Climate change is amplifying Europe’s contrast of drying south and wetting north
Water level of Lake Constance (Switzerland) during a drought in 2011 (photo: Kecko, www.flickr.com)
Runoff of rivers and streams in in the Mediterranean region shows drying trends over the last half century. For northern Europe, on the other hand, weak wetting trends have been observed. These trends show that on the continental-scale Europe’s renewable freshwater resources are changing. These changes may be due to several contributing factors: human management including land cover change, large-scale irrigation or the construction of reservoirs and dams, and changes in the hydrological cycle. A study has shown that the latter, observed changes in precipitation and evapotranspiration, largely explain the observed continental changes in runoff. What’s more, these changes can be related to anthropogenic climate change.
There is a high probability that anthropogenic climate change is amplifying the north-south contrast of runoff at the continental scale in Europe: state-of-the-art climate model simulations suggest that the observed pattern is captured only if the models are forced with human emissions.

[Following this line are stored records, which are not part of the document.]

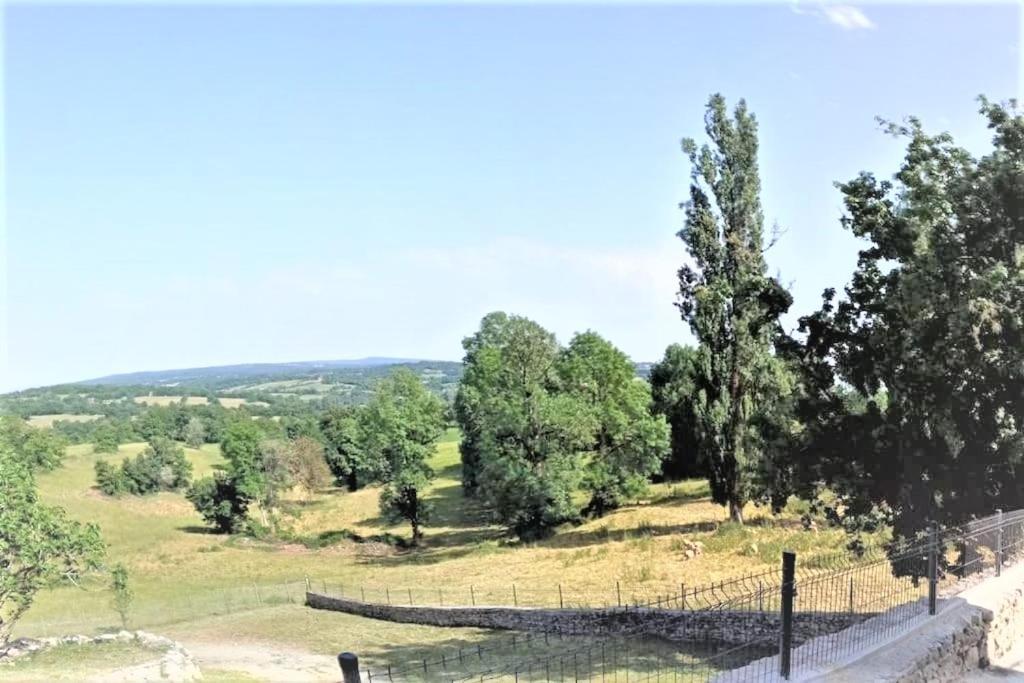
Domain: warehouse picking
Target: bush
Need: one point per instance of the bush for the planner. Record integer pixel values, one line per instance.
(220, 503)
(162, 466)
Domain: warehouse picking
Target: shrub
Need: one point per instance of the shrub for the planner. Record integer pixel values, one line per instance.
(162, 466)
(220, 503)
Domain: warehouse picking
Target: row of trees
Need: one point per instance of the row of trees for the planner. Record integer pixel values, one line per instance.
(904, 395)
(539, 421)
(386, 441)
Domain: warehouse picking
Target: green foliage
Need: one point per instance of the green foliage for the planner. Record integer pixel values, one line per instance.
(195, 433)
(732, 307)
(628, 442)
(105, 438)
(348, 461)
(220, 503)
(400, 426)
(38, 544)
(122, 593)
(522, 436)
(673, 387)
(162, 466)
(40, 449)
(928, 338)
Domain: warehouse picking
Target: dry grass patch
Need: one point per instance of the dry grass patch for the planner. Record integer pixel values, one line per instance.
(46, 421)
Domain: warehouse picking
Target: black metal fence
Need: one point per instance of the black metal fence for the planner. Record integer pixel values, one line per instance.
(820, 615)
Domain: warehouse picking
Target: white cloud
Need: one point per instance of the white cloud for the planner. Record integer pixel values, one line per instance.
(847, 16)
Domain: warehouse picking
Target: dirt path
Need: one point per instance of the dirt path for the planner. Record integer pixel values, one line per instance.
(264, 663)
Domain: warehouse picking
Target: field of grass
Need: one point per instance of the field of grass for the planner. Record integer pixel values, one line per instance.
(73, 663)
(195, 400)
(189, 582)
(47, 421)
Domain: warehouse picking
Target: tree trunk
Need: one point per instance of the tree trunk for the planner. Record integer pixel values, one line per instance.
(736, 511)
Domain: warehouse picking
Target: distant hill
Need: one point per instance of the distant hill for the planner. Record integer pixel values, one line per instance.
(221, 374)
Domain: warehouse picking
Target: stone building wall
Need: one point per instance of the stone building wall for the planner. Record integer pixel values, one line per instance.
(727, 628)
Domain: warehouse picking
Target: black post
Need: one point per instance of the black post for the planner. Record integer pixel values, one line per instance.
(788, 592)
(998, 543)
(933, 568)
(349, 667)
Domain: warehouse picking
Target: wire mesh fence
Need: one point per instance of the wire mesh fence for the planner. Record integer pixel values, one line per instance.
(819, 615)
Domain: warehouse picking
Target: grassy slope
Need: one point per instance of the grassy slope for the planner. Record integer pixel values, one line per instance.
(74, 662)
(180, 572)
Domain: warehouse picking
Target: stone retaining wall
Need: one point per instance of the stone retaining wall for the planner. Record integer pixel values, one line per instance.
(727, 628)
(980, 625)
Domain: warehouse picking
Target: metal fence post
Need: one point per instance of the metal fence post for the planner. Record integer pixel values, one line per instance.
(349, 667)
(998, 542)
(933, 568)
(785, 633)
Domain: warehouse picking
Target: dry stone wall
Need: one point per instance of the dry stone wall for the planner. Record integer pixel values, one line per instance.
(172, 663)
(727, 628)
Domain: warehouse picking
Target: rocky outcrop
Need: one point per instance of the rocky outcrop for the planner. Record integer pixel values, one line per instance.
(174, 665)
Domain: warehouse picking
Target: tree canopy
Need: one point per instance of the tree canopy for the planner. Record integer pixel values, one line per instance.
(928, 337)
(731, 305)
(402, 423)
(39, 545)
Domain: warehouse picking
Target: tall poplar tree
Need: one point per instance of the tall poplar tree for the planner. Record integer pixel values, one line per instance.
(731, 305)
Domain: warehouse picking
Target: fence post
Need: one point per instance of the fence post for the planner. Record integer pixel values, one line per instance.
(788, 591)
(933, 568)
(349, 668)
(998, 542)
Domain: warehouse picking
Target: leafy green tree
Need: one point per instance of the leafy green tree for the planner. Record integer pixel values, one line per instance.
(111, 478)
(628, 443)
(220, 503)
(39, 545)
(162, 466)
(275, 476)
(401, 425)
(673, 388)
(306, 464)
(123, 595)
(928, 338)
(195, 433)
(158, 421)
(348, 461)
(242, 446)
(41, 449)
(731, 305)
(525, 434)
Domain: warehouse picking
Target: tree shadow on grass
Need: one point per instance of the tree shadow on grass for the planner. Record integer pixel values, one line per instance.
(205, 530)
(550, 656)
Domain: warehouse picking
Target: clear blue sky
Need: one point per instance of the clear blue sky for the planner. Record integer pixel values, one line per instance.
(202, 185)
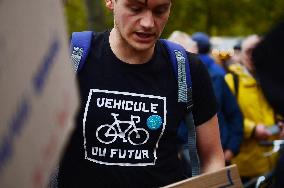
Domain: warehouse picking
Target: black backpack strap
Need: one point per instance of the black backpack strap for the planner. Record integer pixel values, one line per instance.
(180, 63)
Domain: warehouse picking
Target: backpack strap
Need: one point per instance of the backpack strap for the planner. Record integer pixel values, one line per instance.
(180, 63)
(80, 47)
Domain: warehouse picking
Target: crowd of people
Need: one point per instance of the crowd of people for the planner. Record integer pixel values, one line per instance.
(129, 65)
(245, 116)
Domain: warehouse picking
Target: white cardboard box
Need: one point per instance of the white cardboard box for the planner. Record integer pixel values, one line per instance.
(37, 89)
(227, 177)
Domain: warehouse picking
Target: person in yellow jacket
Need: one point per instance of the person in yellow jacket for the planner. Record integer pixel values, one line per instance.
(258, 116)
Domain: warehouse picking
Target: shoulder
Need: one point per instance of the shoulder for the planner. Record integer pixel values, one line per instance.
(99, 37)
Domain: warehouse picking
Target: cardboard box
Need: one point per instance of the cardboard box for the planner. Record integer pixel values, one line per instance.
(227, 177)
(37, 89)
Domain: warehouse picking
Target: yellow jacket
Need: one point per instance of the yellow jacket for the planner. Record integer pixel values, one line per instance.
(256, 110)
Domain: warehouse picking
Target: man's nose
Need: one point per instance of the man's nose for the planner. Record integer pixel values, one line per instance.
(147, 20)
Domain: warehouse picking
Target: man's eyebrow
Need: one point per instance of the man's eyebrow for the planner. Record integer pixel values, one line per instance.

Most remarkable are the increasingly dry conditions in southern Europe, whereas the change in the north is less pronounced. In central Europe, the transition region from a decrease to an increase, there is little change.
These results highlight the issue of increased water scarcity in the Mediterranean region under climate change. The authors, therefore, stress the need of raising awareness of the possible consequences of anthropogenic climate change for regional water resources in the already water-scarce south of Europe.